Israel bombs Lebanon’s Beirut after Hezbollah launches rocket attack.hl

Israeli jets have pounded Beirut’s southern suburbs after Hezbollah claimed responsibility for a rocket and drone barrage on a military base near Haifa, in northern Israel, sharply escalating the region’s already volatile war.

Hezbollah says its overnight attack targeted the Mishmar al‑Karmel missile‑defence facility and was launched “in defence of Lebanon and its people” and as retaliation for the killing of Iran’s Supreme Leader Ayatollah Ali Khamenei in recent US–Israeli strikes.

Within hours, Israeli warplanes struck multiple sites in the capital’s Hezbollah‑dominated Dahieh district, as well as villages in southern Lebanon and the Bekaa Valley. Lebanon’s state news agency reports at least 31 people killed and 149 wounded so far, a toll expected to rise as rescue teams comb through collapsed buildings.1 Residents describe a series of pre‑dawn blasts that shook Beirut, sending plumes of smoke over the city and triggering traffic jams as families fled south‑side neighborhoods.

The Israeli military says it is “vigorously attacking Hezbollah” across Lebanon and claims to have hit senior commanders in Beirut and the south. It has ordered evacuations in more than 50 Lebanese towns near suspected Hezbollah sites, mirroring the mass displacement tactics used during previous campaigns.
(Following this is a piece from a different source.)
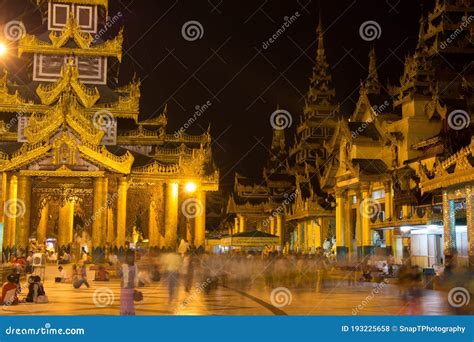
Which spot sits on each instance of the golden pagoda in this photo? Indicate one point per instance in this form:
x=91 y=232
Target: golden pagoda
x=78 y=167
Lebanese Prime Minister Nawaf Salam has condemned Hezbollah’s rocket fire as an “irresponsible and suspicious act” that hands Israel a pretext for wider aggression, vowing not to let the country be dragged into “new adventures.” With Lebanon already crippled by economic collapse, analysts warn that reopening the Lebanese front in the emerging US–Israel–Iran confrontation risks tipping the state into a deeper crisis — and turning Beirut once again into a central battlefield in a regional war.